For Birla, tokenization forms merely the foundation; the true value arises when a network enables an asset to actively engage in a broader range of financial activities.
XRP Ledger Extends Capabilities Beyond Simple Tokenization
Birla points out that several components of this infrastructure already exist on the XRP Ledger.
The ledger already hosts a built‑in decentralized exchange and enables near‑instant transaction settlement. Moreover, several financial institutions have recognized it as ideal for cross‑border payments, with HSBC describing it as a “game changer.”
Additional features such as on‑chain lending and collateral vaults are also being developed, fostering an environment where tokenized assets can be actively utilized rather than merely stored.
He stresses that this is not a zero‑sum scenario; multiple networks will support tokenized assets as the sector expands.

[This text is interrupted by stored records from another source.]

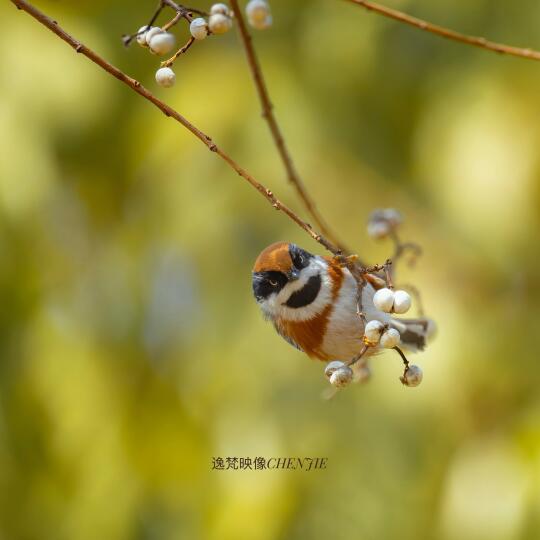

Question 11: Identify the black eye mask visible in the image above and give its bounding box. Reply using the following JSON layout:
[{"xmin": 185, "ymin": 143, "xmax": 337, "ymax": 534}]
[{"xmin": 252, "ymin": 271, "xmax": 288, "ymax": 302}]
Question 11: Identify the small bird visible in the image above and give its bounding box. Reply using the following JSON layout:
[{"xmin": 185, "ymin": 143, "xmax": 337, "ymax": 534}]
[{"xmin": 252, "ymin": 242, "xmax": 430, "ymax": 370}]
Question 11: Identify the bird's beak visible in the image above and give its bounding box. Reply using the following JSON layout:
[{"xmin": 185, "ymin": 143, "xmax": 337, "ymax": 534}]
[{"xmin": 287, "ymin": 268, "xmax": 300, "ymax": 281}]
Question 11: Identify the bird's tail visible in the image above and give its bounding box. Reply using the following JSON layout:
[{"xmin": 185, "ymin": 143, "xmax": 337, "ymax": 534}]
[{"xmin": 390, "ymin": 318, "xmax": 436, "ymax": 352}]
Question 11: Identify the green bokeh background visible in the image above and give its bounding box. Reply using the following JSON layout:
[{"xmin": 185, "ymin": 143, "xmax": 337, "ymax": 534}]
[{"xmin": 0, "ymin": 0, "xmax": 540, "ymax": 540}]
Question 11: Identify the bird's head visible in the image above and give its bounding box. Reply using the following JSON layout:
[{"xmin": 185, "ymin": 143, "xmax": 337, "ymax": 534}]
[{"xmin": 253, "ymin": 242, "xmax": 325, "ymax": 318}]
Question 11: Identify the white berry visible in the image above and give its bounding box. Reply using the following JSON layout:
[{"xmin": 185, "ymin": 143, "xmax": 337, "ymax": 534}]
[
  {"xmin": 330, "ymin": 366, "xmax": 353, "ymax": 388},
  {"xmin": 400, "ymin": 364, "xmax": 424, "ymax": 386},
  {"xmin": 208, "ymin": 13, "xmax": 232, "ymax": 34},
  {"xmin": 135, "ymin": 25, "xmax": 148, "ymax": 47},
  {"xmin": 189, "ymin": 17, "xmax": 208, "ymax": 40},
  {"xmin": 381, "ymin": 328, "xmax": 401, "ymax": 349},
  {"xmin": 324, "ymin": 360, "xmax": 345, "ymax": 379},
  {"xmin": 394, "ymin": 291, "xmax": 411, "ymax": 315},
  {"xmin": 373, "ymin": 287, "xmax": 394, "ymax": 313},
  {"xmin": 368, "ymin": 221, "xmax": 391, "ymax": 240},
  {"xmin": 150, "ymin": 32, "xmax": 176, "ymax": 54},
  {"xmin": 156, "ymin": 68, "xmax": 176, "ymax": 88},
  {"xmin": 145, "ymin": 26, "xmax": 163, "ymax": 45},
  {"xmin": 364, "ymin": 321, "xmax": 384, "ymax": 343},
  {"xmin": 246, "ymin": 0, "xmax": 270, "ymax": 26},
  {"xmin": 210, "ymin": 4, "xmax": 231, "ymax": 17}
]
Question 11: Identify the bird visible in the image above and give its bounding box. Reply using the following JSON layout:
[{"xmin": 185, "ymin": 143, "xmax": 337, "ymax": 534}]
[{"xmin": 252, "ymin": 241, "xmax": 431, "ymax": 378}]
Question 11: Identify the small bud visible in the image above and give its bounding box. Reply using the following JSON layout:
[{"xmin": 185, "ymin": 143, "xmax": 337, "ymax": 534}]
[
  {"xmin": 394, "ymin": 291, "xmax": 411, "ymax": 315},
  {"xmin": 135, "ymin": 25, "xmax": 149, "ymax": 48},
  {"xmin": 368, "ymin": 208, "xmax": 403, "ymax": 240},
  {"xmin": 426, "ymin": 319, "xmax": 437, "ymax": 339},
  {"xmin": 208, "ymin": 13, "xmax": 232, "ymax": 34},
  {"xmin": 373, "ymin": 287, "xmax": 394, "ymax": 313},
  {"xmin": 210, "ymin": 4, "xmax": 231, "ymax": 17},
  {"xmin": 246, "ymin": 0, "xmax": 272, "ymax": 26},
  {"xmin": 368, "ymin": 221, "xmax": 391, "ymax": 240},
  {"xmin": 156, "ymin": 68, "xmax": 176, "ymax": 88},
  {"xmin": 324, "ymin": 360, "xmax": 345, "ymax": 379},
  {"xmin": 353, "ymin": 364, "xmax": 371, "ymax": 384},
  {"xmin": 399, "ymin": 364, "xmax": 424, "ymax": 387},
  {"xmin": 150, "ymin": 32, "xmax": 176, "ymax": 54},
  {"xmin": 364, "ymin": 321, "xmax": 384, "ymax": 343},
  {"xmin": 145, "ymin": 26, "xmax": 163, "ymax": 46},
  {"xmin": 330, "ymin": 366, "xmax": 353, "ymax": 388},
  {"xmin": 381, "ymin": 328, "xmax": 401, "ymax": 349},
  {"xmin": 383, "ymin": 208, "xmax": 403, "ymax": 227},
  {"xmin": 189, "ymin": 17, "xmax": 208, "ymax": 40}
]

Nevertheless, networks such as the XRP Ledger — characterized by deep liquidity, efficient settlement, robust governance, and extensive asset availability — are poised to attract greater adoption over time. The more than 380% increase in tokenized RWAs on the ledger this year already demonstrates this trend.
RLUSD Demonstrates Early Growth in On‑Chain Liquidity on the XRP Ledger
Birla also cites the RLUSD stablecoin as an early illustration of this trend materializing on the XRP Ledger.
Referencing June data from Evernorth, he noted that RLUSD’s circulation reached roughly $1.6 billion, with over 50 % of its liquidity concentrated on the XRP Ledger — up from just 17 % in April. As of the current writing, the circulating supply has slipped to $1.48 billion, and 59 % of that amount now sits on the XRP Ledger.
He explained that stablecoins are central to digital finance because they supply the liquidity required for payments, lending, settlement, and other financial services. The growing concentration of RLUSD liquidity on the XRP Ledger indicates that users are opting for its infrastructure, enabling rapid and efficient movement of capital.
Notably, these remarks follow Birla’s recent call for crypto treasury firms to transcend mere portfolio construction. As the industry advances, he urged them to seek ways to generate returns from their holdings, suggesting tokenization on the XRP Ledger.